Falando aos devotos do cercadinho do Alvorada sobre vacinas, Bolsonaro declarou: "Se tiver um efeito colateral ou um problema qualquer, já sabem que não vão poder cobrar de mim." Um presidente convencional diria algo assim: "O brasileiro deve ficar tranquilo, porque meu governo está agindo para prover vacinas rapidamente. E a Anvisa zelará para que elas sejam seguras e eficazes."

O país precisa de reformas econômicas? Bolsonaro diz que o governo já fez a sua parte. E transfere a responsabilidade para o Congresso. A ausência de vacina impõe a tática do isolamento social? O presidente se apressa em dizer que governadores e prefeitos terão de responder pelo tombo na economia.
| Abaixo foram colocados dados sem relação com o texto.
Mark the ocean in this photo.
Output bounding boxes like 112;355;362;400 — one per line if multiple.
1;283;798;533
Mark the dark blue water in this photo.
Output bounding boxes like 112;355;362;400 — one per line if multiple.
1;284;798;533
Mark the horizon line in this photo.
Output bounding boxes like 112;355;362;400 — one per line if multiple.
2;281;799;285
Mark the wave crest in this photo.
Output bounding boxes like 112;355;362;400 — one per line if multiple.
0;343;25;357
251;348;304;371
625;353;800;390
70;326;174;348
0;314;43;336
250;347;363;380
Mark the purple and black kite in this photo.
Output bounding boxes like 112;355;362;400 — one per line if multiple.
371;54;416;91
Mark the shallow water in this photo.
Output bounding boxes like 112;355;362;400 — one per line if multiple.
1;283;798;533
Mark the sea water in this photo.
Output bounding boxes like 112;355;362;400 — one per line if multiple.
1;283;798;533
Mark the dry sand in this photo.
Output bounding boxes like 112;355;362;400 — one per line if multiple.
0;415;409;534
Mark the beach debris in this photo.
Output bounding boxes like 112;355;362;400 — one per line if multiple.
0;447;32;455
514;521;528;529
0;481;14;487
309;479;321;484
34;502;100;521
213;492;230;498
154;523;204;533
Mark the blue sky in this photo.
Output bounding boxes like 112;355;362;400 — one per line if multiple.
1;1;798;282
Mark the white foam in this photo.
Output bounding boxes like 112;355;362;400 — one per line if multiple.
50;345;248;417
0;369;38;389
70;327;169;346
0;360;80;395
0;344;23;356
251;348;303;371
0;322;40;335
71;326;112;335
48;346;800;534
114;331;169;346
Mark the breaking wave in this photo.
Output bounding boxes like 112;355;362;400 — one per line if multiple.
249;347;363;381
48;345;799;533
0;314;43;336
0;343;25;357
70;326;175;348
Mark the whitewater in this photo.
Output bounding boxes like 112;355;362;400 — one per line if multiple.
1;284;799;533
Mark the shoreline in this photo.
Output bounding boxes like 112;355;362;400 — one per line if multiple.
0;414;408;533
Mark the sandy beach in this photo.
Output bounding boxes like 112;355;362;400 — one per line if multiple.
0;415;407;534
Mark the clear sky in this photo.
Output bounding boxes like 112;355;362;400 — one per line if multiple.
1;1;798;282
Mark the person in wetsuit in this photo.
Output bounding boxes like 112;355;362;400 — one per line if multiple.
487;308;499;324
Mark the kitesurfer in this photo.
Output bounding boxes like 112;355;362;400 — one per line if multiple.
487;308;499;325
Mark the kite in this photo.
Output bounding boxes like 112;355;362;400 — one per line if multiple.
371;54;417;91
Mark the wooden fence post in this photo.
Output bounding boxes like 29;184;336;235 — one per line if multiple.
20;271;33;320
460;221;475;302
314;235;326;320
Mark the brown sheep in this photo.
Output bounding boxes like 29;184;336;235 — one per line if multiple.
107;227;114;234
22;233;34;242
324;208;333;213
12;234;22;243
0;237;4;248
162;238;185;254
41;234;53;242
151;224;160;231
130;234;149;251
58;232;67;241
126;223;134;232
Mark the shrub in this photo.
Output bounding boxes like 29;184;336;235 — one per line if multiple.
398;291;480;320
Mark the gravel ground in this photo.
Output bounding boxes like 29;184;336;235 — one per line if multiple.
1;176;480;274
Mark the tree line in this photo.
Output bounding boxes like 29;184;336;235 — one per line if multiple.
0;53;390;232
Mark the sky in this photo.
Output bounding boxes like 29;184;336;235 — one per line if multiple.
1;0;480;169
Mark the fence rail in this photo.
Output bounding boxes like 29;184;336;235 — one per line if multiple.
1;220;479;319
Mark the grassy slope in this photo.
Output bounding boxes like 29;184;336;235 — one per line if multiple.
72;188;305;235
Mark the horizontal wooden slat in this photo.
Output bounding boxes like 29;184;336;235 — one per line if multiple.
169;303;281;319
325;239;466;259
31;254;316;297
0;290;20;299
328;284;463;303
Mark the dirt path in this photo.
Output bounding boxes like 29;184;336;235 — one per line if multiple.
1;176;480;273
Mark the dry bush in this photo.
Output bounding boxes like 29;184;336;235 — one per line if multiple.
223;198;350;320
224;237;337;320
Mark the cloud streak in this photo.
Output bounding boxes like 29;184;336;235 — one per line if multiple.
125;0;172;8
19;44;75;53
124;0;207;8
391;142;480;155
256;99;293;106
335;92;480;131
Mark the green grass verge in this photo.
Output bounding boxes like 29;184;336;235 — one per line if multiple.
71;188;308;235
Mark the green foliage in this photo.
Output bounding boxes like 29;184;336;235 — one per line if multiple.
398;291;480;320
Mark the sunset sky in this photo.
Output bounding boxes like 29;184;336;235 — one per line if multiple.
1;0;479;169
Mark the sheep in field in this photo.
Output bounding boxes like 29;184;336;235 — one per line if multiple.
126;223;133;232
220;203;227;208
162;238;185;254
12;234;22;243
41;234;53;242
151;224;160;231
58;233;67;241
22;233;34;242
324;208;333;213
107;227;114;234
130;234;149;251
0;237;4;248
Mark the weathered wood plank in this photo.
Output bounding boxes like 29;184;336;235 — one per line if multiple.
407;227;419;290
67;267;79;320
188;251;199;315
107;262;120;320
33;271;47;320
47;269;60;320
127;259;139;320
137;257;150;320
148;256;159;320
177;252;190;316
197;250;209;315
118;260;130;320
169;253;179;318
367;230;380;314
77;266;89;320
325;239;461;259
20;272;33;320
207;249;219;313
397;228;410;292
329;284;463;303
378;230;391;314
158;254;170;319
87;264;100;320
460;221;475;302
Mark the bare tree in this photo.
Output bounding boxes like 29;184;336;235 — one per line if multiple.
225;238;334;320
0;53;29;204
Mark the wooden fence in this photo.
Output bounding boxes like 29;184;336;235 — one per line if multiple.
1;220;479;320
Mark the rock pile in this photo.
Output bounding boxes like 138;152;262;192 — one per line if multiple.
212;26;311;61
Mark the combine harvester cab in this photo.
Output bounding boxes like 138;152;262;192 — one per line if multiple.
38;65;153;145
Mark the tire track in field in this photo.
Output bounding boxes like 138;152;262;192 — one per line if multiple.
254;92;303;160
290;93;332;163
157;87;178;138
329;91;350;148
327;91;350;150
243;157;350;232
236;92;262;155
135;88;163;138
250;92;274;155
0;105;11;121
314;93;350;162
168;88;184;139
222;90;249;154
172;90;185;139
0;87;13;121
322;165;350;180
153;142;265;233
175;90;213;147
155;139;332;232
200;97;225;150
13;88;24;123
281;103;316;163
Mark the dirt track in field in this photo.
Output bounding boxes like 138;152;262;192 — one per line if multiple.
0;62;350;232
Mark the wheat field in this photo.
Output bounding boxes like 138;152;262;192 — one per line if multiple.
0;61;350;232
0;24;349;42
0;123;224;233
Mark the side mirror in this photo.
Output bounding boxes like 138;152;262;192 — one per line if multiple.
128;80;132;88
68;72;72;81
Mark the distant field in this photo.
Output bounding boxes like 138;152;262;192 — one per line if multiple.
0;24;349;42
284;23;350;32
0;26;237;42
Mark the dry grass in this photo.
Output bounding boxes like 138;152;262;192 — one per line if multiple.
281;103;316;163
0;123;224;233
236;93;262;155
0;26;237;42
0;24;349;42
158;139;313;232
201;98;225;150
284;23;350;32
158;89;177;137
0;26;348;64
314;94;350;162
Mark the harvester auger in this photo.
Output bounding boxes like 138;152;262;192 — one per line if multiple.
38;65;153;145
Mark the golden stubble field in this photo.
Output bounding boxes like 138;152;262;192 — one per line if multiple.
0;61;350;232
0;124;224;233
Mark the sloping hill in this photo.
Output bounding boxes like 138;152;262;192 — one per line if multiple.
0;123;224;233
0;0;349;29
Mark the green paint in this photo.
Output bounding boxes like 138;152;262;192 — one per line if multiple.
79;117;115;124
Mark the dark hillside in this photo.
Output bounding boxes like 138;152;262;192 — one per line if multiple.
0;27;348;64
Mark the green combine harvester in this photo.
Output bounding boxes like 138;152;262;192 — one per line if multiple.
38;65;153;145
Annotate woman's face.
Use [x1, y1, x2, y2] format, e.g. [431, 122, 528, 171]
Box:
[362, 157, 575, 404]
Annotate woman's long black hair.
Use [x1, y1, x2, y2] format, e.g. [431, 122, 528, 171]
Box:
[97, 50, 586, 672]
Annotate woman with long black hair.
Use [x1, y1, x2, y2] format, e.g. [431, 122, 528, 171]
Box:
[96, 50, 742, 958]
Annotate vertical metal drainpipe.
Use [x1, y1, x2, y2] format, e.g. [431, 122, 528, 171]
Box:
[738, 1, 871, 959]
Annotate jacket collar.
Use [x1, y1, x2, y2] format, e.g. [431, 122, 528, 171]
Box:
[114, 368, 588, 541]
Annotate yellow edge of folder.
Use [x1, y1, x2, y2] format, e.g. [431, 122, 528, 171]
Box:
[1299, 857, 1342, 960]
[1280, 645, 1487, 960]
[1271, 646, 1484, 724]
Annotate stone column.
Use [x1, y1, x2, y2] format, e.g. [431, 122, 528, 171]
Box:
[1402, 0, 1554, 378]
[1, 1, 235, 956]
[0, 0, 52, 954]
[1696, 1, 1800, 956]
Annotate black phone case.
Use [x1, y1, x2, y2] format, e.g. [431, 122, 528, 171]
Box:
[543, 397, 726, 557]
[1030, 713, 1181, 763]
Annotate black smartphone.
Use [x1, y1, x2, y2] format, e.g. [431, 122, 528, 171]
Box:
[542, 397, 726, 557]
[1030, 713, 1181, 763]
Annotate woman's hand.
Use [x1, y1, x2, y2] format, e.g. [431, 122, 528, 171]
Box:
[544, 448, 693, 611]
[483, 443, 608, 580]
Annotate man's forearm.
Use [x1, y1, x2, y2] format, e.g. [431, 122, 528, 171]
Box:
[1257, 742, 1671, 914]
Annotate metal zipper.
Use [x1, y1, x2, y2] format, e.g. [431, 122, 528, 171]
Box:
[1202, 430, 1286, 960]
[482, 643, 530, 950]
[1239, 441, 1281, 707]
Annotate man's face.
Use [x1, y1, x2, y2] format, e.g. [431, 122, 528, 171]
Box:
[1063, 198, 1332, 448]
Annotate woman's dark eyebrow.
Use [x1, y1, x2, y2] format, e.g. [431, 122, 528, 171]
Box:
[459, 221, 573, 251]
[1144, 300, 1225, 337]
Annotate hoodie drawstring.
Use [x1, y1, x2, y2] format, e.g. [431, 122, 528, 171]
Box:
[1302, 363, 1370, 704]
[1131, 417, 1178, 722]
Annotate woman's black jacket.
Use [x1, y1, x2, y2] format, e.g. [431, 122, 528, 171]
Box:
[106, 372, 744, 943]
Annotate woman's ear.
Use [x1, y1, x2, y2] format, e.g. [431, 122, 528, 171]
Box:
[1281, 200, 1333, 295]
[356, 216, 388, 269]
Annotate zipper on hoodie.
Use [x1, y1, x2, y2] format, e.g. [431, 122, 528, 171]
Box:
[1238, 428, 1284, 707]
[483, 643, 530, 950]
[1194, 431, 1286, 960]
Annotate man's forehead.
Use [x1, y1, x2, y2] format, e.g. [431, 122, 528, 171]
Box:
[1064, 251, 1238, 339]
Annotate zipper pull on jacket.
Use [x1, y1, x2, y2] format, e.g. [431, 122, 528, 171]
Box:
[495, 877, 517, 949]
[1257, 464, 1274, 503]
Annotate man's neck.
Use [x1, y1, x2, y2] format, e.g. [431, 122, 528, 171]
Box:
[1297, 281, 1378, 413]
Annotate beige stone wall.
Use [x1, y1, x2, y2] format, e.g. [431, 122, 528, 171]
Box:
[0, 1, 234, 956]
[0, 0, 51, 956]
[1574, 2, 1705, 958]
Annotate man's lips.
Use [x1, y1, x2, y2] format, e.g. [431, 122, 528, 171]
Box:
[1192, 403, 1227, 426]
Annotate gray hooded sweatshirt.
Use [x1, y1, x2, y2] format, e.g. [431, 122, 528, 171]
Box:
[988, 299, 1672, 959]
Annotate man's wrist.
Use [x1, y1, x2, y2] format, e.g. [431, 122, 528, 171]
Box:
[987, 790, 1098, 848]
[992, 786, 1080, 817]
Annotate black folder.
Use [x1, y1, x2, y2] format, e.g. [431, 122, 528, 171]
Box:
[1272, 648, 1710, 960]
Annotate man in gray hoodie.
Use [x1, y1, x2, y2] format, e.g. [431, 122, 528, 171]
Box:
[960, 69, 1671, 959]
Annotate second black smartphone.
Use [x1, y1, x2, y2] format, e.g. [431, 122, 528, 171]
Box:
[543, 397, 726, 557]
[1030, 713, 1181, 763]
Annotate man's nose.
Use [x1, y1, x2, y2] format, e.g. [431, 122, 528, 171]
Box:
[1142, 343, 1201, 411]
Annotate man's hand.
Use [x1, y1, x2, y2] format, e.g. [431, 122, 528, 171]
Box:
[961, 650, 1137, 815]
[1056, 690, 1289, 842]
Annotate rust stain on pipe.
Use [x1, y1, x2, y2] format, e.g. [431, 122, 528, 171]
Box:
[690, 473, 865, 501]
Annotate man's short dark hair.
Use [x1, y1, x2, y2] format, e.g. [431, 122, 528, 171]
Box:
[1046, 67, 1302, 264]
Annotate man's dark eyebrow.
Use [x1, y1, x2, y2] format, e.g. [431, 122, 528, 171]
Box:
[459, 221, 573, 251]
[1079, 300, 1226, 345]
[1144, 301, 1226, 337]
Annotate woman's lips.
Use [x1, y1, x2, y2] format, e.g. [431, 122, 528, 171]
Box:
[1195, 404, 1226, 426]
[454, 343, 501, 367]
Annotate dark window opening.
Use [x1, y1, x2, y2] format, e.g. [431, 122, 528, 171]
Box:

Chegou a hora da vacinação? Bolsonaro se auto-converte em garoto-propaganda do direito de não se vacinar. E passa a trombetear o risco de efeitos colaterais.

Se Bolsonaro estivesse certo na sua aversão à necessidade de assumir responsabilidades, ele seria um candidato imbatível não à reeleição, mas ao posto de gênio da humanidade. Se estiver errado, como a derrota de Donald Trump nos Estados Unidos faz supor, corre o risco de cair na sua própria armadilha.

Na próxima semana, os brasileiros assistirão pela TV ao início da vacinação dos ingleses. Na sequência, os telejornais exibirão franceses e alemães na fila da vacina. São Paulo diz que suas vacinas, uma vez certificadas pela Anvisa, começarão a ser aplicadas em janeiro. O governo federal prevê que não terá imunizantes a oferecer antes de março.

Bolsonaro imagina que desestimula a vacinação com suas declarações anti-vacina. Na verdade, seu lero-lero tóxico pode acabar provocando um benfazejo efeito colateral: um clamor pela vacina. O presidente pode ter de fazer por pressão o que proibiu o ministro Eduardo Pazuello (Saúde) de fazer por opção quando firmou convenio com o Butantan para a compra de milhões de doses da CoronaVac, a "vacina chinesa do João Doria."